Translunar
Philosophie
Basiswissen
Translunar heißt wörtlich so viel im jenseits des Mondes. Als philosophischer Begriff steht translunar für die antike bis mittelalterliche Idee, es jenseits der Bahn des Mondes um die Erde einen kosmischen Bereich mit gänzlichen anderen Gesetzen als auf der Erde gibt. Das ist hier kurz vorgestellt.
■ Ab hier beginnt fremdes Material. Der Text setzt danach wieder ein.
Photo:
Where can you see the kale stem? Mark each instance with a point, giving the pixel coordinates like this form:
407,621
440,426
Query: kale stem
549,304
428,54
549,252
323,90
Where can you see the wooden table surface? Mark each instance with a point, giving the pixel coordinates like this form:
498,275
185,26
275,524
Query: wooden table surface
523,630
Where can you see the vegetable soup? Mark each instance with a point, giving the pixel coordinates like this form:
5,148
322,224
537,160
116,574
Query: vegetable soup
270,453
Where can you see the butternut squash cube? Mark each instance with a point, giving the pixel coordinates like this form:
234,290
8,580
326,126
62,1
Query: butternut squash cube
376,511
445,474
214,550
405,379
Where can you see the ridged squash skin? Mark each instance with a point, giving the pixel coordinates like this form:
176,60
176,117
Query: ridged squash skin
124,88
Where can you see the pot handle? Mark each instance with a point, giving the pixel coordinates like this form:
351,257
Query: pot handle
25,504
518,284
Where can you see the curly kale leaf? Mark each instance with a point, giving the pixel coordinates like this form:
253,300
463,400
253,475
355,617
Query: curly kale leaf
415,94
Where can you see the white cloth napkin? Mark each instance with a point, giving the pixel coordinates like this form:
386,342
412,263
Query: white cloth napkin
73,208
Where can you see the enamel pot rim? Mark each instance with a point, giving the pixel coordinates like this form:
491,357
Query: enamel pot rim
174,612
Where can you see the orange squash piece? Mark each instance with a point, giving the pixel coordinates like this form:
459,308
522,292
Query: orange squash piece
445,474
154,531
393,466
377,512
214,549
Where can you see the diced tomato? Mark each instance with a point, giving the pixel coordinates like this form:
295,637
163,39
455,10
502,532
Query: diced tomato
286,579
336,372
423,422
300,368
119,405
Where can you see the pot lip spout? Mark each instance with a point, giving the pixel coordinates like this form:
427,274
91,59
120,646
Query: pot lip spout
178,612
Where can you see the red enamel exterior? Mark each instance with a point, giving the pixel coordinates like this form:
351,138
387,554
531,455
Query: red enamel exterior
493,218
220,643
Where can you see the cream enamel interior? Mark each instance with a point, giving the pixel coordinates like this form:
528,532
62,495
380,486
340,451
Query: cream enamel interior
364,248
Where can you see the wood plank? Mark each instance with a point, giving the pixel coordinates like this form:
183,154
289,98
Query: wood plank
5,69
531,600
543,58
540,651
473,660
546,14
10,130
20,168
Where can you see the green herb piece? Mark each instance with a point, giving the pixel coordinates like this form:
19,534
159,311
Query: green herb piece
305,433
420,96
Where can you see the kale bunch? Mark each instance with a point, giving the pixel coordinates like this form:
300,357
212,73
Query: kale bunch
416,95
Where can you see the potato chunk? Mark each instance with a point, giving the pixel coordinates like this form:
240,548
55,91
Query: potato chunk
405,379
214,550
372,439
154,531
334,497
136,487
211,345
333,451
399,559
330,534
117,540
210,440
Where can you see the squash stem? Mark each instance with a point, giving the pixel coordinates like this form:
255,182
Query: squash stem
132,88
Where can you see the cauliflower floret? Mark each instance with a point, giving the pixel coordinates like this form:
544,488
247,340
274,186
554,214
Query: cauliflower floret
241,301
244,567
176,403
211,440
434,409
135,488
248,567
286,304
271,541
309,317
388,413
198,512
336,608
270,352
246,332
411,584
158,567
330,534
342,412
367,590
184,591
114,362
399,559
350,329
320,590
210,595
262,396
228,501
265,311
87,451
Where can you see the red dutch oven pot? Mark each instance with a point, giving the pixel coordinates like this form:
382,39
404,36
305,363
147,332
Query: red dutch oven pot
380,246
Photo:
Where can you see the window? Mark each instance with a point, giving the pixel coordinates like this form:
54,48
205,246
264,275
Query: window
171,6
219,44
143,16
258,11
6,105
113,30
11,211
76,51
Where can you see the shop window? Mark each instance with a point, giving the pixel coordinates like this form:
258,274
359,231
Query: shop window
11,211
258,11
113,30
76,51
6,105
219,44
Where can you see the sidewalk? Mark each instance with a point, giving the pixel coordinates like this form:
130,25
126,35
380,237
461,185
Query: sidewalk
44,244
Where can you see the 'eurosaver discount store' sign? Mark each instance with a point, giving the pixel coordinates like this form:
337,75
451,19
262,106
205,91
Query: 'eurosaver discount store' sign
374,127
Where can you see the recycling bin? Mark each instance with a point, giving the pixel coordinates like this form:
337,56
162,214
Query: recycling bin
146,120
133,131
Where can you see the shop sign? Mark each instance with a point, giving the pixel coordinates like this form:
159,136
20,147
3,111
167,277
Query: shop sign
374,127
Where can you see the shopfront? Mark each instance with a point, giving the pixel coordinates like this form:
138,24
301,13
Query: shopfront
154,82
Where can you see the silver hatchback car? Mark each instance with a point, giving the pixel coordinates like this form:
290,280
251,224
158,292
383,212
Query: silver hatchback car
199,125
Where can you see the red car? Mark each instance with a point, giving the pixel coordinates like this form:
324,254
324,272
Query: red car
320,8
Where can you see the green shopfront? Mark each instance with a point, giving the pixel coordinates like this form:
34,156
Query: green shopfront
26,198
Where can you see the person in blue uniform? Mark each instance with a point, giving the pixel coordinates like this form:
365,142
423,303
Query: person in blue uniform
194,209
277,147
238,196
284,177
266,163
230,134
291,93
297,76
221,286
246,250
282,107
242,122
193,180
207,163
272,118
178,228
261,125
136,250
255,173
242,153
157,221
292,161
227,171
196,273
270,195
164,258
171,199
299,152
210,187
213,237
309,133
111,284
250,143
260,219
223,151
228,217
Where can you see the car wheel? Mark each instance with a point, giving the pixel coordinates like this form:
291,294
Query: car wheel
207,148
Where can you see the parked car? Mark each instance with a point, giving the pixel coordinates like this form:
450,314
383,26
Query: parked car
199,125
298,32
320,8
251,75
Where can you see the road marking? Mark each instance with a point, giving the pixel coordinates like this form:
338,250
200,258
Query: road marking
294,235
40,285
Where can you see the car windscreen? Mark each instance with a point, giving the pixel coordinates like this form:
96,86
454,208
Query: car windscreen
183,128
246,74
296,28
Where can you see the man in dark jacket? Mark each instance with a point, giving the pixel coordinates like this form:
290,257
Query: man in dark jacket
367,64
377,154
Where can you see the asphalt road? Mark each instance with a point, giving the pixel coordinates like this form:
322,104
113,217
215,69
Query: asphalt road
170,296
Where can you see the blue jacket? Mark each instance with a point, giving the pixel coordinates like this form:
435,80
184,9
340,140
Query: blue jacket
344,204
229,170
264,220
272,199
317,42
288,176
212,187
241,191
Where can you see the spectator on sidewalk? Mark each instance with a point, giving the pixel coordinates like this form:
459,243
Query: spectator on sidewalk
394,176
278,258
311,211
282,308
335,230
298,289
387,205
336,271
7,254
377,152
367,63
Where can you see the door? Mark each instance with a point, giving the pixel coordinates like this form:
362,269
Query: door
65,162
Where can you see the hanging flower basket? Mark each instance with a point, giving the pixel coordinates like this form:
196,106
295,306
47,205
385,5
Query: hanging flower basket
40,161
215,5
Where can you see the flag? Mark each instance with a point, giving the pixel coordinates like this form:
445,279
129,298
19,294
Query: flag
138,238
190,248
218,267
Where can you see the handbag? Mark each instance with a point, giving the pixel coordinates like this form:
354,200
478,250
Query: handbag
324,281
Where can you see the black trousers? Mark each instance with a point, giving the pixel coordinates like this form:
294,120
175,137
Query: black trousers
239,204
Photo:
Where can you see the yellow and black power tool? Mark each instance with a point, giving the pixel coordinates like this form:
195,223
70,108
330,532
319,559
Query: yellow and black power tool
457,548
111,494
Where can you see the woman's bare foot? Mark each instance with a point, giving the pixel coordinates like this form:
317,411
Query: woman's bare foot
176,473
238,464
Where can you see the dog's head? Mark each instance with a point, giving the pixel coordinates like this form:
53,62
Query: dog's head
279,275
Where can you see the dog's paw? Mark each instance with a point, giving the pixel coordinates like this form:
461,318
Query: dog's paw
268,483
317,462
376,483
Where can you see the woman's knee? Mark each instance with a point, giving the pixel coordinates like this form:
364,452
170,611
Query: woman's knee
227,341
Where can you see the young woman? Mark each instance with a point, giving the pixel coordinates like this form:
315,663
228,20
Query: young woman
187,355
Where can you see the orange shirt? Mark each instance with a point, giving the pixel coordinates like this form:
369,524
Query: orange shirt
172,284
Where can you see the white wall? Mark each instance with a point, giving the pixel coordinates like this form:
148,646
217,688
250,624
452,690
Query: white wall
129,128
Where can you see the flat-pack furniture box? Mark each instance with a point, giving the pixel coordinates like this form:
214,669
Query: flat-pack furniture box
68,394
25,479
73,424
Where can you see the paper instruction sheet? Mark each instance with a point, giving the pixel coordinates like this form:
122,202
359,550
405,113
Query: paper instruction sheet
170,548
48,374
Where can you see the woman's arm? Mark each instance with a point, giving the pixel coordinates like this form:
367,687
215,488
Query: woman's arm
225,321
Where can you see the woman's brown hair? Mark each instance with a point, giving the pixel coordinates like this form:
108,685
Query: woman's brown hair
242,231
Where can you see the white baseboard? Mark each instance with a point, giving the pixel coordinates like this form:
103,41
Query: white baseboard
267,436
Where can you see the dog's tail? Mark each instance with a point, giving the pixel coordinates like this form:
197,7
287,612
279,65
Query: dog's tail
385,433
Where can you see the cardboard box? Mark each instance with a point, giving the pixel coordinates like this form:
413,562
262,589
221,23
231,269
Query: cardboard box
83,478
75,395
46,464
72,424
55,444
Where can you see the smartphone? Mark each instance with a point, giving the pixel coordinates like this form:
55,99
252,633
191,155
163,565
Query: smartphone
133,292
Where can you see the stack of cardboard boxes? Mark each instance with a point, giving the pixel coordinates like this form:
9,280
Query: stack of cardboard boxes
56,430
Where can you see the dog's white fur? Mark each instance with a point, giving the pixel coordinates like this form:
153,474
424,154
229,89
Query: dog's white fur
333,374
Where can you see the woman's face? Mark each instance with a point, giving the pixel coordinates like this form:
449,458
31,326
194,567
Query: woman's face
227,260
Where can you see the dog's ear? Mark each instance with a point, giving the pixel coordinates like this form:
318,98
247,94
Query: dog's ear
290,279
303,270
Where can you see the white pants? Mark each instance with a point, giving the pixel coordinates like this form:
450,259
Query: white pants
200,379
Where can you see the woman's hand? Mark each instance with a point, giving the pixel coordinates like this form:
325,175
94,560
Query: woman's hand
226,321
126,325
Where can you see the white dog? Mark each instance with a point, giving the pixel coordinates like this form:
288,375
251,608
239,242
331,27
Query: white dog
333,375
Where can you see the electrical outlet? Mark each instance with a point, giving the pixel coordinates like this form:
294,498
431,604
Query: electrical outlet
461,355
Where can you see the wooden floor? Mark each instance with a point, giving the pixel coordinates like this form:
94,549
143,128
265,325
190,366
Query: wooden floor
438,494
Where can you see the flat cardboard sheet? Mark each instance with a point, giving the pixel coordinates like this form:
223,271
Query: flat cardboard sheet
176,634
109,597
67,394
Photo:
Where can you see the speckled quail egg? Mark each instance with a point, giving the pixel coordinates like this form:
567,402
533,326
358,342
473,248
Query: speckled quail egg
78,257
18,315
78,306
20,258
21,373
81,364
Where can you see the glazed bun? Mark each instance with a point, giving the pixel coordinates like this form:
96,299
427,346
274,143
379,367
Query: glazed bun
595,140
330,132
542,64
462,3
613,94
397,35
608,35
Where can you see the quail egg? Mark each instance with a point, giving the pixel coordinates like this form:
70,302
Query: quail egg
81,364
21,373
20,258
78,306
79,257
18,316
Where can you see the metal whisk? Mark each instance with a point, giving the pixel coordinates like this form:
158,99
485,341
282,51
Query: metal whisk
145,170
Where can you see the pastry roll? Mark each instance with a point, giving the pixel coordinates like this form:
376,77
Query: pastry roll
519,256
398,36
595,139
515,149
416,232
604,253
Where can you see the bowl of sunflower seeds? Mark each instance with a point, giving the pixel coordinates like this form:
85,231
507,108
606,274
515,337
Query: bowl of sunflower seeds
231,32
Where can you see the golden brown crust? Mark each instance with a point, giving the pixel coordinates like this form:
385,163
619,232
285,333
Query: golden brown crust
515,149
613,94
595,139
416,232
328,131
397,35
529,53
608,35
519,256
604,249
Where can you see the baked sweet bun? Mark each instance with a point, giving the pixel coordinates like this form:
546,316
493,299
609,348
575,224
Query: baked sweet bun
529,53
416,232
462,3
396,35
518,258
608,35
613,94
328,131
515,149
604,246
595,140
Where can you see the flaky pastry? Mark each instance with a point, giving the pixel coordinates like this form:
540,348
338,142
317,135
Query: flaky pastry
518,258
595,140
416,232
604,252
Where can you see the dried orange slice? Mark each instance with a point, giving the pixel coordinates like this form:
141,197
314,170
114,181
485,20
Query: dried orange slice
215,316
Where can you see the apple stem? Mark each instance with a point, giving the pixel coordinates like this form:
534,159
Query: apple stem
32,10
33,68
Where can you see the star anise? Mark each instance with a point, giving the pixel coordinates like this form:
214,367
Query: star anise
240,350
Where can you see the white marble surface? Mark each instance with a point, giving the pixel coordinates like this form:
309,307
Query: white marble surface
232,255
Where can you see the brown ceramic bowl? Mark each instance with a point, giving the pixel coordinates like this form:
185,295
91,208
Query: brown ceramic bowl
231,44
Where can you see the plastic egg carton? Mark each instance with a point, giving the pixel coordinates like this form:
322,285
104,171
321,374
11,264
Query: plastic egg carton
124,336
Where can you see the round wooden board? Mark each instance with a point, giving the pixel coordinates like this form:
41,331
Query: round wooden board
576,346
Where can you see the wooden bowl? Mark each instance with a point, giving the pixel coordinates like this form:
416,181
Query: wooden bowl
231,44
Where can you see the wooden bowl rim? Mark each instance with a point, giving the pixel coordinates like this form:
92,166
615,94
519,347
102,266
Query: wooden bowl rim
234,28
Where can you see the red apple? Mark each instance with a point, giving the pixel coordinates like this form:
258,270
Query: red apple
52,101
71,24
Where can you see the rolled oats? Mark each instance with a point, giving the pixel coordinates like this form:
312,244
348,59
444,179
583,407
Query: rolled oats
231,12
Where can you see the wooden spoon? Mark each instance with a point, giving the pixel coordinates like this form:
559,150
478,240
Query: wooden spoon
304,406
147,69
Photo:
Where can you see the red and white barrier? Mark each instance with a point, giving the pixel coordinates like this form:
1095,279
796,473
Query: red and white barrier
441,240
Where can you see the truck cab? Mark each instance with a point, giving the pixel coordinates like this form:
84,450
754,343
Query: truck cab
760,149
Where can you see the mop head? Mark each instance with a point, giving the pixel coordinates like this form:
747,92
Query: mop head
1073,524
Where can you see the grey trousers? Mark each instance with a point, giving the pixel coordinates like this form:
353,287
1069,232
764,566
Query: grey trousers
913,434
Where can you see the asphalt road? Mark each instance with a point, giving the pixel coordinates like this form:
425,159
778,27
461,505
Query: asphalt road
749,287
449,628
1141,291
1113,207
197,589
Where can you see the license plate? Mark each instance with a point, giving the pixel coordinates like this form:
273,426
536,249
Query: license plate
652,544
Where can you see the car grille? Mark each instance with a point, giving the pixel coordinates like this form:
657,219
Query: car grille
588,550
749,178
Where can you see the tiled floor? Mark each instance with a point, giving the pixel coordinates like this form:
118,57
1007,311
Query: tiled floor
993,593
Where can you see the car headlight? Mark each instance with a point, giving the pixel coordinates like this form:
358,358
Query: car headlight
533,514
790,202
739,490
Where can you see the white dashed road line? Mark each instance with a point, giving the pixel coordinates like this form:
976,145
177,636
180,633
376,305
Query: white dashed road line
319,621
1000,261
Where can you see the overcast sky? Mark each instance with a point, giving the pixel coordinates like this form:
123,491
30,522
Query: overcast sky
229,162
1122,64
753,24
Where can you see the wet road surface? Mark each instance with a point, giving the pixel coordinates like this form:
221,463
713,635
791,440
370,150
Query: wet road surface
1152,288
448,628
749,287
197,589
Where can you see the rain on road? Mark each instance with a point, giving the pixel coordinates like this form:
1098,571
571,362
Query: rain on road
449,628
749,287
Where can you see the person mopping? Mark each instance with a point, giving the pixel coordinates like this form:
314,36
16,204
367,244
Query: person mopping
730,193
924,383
Der geteilte Kosmos: die sub- und translunar Welt
Seit der Zeit von Platon (428 bis 348) habe sich in der antiken Welt die Idee verfestigt, dass die Himmelskörper auf Sphären, das heißt Kugelschalen, um die Erde laufen[1]. Für die Welt der Himmelskörper galten dabei ganz andere physikalische Gesetze als für die Welt auf der Erde[2]. Während etwa die Himmelskörper ihre Bewegung auf den idealen gedachten Kreisbahnen in aller Ewigkeit fortsetzen konnten[3], galt das für Bewegungen auf der Erde nicht: hier musste die Bewegung immer wieder erneuert werden, durch Kraft und Aufwand. Da der Mond als der erdnächste Körper im Himmel gedacht wurde, bezeichnete man die himmlische Welt des Mondes und dahinter auch als die translunare Welt. Das Translunare wurde dabei auch gleichgesetzt mit Begriffen wie ewiglich, unveränderlich[4], himmlisch, perfekt, ideal oder göttlich. Man sprach dazu passend von einer Sphärenmusik, einer Harmonie der Sphären oder kurz der Weltharmonie ↗
Newton als Zerstörer der translunaren Welt
Spätestens im 17ten Jahrhundert war die translunare Welt, eine Welt der himmlischen Sphären unter gebildeten Menschen eine überkommene Vorstellung. Für die Bewegung der Körper im Himmel gelten nicht etwa eigene Gesetze wie das von der idealen Kreisbahn sondern auf der Erde und im Himmel gehorcht alles nur den Gesetzen der Schwerkraft. Und ohne Reibung würde auch ein Körper auf der Erde in aller Ewigkeit geradeaus weiterfliegen, ohne seine Bewegung zu verlieren. Was Newton ikonisch mit seinen drei Axiomen zusammenfasste, hatte eine lange Vorgeschichte. Anhand der sogenannten Impetustheorie kann man das gut über die Jahrhunderte nachvollziehen. Die Impetustheorie - von Newton endgültig überwunden - ging davon aus, dass sich bei einer Bewegung auf der Erde irgendetwas mit der Zeit verbraucht, was ständig nachgeliefert werden muss, soll die Bewegung nicht zu Ende kommen. Dieses Etwas nannte man den Impetus. Siehe mehr dazu unter Impetustheorie ↗
Fußnoten
- [1] "Als ‹sublunar› bzw. ‹translunar› werden in der antiken und mittelalterlichen Kosmologie die beiden Hauptregionen des Kosmos, deren Grenze die Mondsphäre bildet, bezeichnet." In: Brigitte Hoppe (1998): «Sublunar/translunar», in: J. Ritter/K. Gründer (Hg.): Historisches Wörterbuch der Philosophie, Bd. 10, Sp. 481-, Basel: Schwabe Verlag.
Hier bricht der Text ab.